Got my bill .......
I thought about that, but I'm sure they'd look at my financial situation and say no. Believe me, I'm not wealthy by any stretch of the imagination in fact I'm a few hundred $ over the poverty line.
Non-profit hospitals have payment assistance programs to help low income patients cover copays and coinsurance amounts, and they generally cover patients up to 200-300% of the poverty line. Ask about their medical assistance program and what qualifications you would have to meet.
Height: 5'7". HW: 299, Program starting weight: 290, SW: 238, CW 138 - 12 pounds under goal!
My deductible was met from a previous hospital stay. My out of pocket balance is $1400 but my insurance won't consider anything I pay to go towards my out-of-pocket because they said surgery is elective even though I have a heart condition and apnea. Nice huh?

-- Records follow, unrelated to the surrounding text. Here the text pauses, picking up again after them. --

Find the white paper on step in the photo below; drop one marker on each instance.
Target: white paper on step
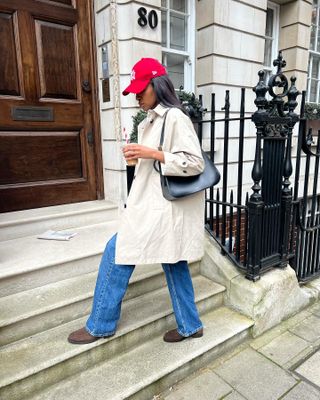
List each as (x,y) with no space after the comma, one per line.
(56,235)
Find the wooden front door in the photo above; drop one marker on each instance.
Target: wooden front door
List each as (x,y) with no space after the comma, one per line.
(49,139)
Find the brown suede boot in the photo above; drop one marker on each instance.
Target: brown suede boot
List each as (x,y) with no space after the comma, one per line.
(173,336)
(81,336)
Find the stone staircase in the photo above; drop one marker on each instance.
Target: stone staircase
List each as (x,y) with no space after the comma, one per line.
(46,292)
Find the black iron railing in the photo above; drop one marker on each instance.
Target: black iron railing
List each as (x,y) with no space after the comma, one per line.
(305,227)
(226,216)
(255,232)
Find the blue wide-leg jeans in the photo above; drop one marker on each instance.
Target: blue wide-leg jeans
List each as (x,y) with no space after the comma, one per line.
(111,286)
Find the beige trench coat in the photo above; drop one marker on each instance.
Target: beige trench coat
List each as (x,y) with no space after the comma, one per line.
(153,229)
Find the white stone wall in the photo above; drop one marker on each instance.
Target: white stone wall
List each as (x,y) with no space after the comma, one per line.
(229,53)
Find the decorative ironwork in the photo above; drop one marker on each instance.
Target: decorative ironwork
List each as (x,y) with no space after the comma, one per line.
(259,237)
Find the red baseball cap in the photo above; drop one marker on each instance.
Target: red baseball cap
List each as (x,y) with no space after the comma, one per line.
(142,73)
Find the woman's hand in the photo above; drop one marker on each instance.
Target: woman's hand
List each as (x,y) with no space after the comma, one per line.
(133,150)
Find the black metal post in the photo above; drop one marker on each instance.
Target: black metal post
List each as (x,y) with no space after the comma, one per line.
(286,198)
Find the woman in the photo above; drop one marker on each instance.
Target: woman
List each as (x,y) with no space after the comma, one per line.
(153,229)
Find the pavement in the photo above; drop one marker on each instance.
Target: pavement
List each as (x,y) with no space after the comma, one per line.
(283,363)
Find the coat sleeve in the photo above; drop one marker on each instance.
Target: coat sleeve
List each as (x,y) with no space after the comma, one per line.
(182,152)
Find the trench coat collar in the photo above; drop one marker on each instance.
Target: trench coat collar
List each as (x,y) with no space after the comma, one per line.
(158,110)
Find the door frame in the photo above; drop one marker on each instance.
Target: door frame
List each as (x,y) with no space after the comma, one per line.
(96,105)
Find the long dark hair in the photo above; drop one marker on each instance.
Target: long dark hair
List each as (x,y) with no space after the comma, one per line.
(165,92)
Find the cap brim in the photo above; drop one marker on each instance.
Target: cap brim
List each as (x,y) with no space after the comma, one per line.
(136,87)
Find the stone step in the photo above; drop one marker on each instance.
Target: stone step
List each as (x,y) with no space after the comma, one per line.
(155,365)
(28,262)
(34,363)
(26,313)
(67,216)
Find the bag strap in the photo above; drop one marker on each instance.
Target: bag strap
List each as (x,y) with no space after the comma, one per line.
(155,162)
(162,131)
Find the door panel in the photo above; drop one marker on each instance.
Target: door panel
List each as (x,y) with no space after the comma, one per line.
(57,60)
(9,77)
(53,156)
(45,115)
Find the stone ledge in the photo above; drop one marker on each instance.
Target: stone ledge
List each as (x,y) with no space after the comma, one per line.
(274,298)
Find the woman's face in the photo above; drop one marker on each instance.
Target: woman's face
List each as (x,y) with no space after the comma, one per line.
(147,98)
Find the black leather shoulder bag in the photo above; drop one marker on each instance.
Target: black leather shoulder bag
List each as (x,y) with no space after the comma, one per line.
(176,187)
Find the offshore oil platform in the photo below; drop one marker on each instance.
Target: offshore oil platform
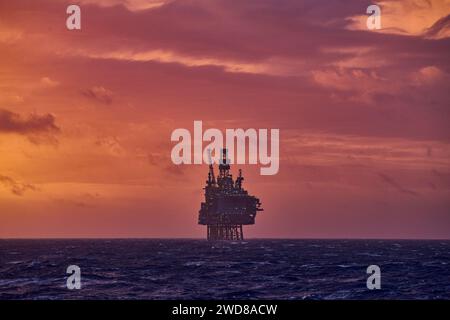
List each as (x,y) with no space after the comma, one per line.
(227,205)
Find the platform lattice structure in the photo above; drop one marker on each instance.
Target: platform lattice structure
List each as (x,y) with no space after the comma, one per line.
(227,205)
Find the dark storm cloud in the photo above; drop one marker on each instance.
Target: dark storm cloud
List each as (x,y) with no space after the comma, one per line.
(11,122)
(14,186)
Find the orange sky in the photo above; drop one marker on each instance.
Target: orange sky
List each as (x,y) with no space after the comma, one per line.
(86,116)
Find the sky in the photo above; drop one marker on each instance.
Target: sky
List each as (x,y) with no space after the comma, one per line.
(86,115)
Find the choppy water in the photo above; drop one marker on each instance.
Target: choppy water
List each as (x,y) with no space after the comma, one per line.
(198,269)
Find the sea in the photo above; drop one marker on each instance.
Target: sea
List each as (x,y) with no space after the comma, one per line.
(200,269)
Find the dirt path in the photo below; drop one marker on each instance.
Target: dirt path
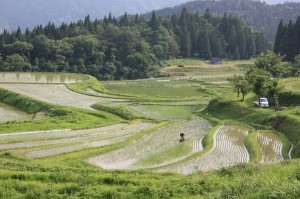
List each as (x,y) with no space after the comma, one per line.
(57,94)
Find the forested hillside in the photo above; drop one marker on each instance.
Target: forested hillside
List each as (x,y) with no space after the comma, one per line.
(30,13)
(287,40)
(129,48)
(259,14)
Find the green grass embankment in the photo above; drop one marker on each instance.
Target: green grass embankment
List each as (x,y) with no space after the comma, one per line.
(119,110)
(52,116)
(39,179)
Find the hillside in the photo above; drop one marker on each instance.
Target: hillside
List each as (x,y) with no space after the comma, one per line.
(259,14)
(31,13)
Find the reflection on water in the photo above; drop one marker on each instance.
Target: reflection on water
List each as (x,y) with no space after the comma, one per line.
(9,113)
(295,85)
(54,78)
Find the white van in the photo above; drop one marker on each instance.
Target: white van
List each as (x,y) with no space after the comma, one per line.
(263,102)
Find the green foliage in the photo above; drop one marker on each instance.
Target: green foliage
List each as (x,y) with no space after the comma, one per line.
(117,110)
(131,48)
(26,104)
(287,41)
(55,118)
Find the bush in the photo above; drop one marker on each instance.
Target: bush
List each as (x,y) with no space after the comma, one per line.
(117,110)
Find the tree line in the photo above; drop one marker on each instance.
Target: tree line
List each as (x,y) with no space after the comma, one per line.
(129,47)
(259,14)
(287,40)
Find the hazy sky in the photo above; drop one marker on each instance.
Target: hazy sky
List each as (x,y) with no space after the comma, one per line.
(279,1)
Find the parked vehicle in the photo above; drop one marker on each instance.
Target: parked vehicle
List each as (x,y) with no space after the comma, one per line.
(263,102)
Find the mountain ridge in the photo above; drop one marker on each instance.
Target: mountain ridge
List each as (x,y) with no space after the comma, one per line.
(36,12)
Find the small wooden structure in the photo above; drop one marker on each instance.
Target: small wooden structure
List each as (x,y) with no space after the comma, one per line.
(216,60)
(181,137)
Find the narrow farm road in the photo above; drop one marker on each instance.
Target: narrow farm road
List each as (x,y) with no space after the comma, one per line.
(57,94)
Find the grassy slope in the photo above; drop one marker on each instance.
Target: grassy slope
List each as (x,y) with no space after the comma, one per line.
(69,176)
(56,117)
(29,179)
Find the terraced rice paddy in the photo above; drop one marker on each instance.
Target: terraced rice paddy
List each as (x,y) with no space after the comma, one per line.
(48,78)
(9,113)
(57,94)
(228,150)
(172,113)
(158,148)
(65,141)
(271,147)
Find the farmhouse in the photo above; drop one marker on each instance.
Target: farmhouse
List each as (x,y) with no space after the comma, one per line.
(216,61)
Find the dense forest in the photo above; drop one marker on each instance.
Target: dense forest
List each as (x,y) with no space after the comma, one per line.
(287,40)
(259,14)
(128,47)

All surgeries are considered elective if they are not emergent, so I am puzzled that the insurance company won't credit your out-of-pocket towards your maximum out-of-pocket. Are they considering it cosmetic? I'd call again and ask them to quote you the exact provision in your evidence of coverage that states that your coinsurance/copayment for your sugery isn't subject to the out-of-pocket max. If it does not specifically say that (e.g., "any co-insurance for bariatric surgery will not be applied to your maximum out-of-pocket") then you should appeal.
Height: 5'7". HW: 299, Program starting weight: 290, SW: 238, CW 138 - 12 pounds under goal!